Extensible Embedding: A Flexible Multipler For LLM's Context Length
Ninglu Shao, Shitao Xiao, Zheng Liu, Peitian Zhang

TL;DR
This paper introduces Extensible Embedding, a novel approach that enhances large language models by enabling flexible, high-quality context extension through a compact, information-dense embedding method that is cost-effective and compatible with existing models.
Contribution
The paper proposes Extensible Embedding, a new method that improves context extension in LLMs by representing multiple tokens as a single, information-rich embedding, enhancing flexibility and efficiency.
Findings
Supports diverse context lengths flexibly
Achieves high sample efficiency in training
Demonstrates superior performance in long-context tasks
Abstract
Large language models (LLMs) call for extension of context to handle many critical applications. However, the existing approaches are prone to expensive costs and inferior quality of context extension. In this work, we propose Extensible Embedding, which realizes high-quality extension of LLM's context with strong flexibility and cost-effectiveness.
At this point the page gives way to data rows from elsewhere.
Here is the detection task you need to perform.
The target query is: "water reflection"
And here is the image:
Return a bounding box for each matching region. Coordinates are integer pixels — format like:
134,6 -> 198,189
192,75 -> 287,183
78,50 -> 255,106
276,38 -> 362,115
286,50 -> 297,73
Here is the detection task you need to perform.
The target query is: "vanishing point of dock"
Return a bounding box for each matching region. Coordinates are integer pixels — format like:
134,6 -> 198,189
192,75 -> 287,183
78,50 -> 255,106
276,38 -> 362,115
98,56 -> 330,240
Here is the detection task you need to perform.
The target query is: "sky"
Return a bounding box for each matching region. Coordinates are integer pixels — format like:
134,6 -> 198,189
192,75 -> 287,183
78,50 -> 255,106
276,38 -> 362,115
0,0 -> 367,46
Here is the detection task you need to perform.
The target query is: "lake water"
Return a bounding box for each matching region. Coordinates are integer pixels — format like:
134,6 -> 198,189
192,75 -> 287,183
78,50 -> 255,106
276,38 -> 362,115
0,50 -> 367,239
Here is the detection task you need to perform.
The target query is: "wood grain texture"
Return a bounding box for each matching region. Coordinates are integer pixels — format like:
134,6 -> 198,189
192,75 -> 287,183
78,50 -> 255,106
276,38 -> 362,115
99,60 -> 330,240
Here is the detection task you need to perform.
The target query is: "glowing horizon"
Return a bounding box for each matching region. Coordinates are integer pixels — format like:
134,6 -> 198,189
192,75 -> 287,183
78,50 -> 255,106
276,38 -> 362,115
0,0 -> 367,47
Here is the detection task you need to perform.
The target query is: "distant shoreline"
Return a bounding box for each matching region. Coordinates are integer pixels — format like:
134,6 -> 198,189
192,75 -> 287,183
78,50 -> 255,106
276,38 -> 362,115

Extensible embedding stand as an enhancement of typical token embedding, which represents the information for an extensible scope of context instead of a single token. By leveraging such compact input units of higher information density, the LLM can access to a vast scope of context even with a small context window. Extensible embedding is systematically optimized in architecture and training method, which leads to multiple advantages. 1) High flexibility of context extension, which flexibly supports ad-hoc extension of diverse context…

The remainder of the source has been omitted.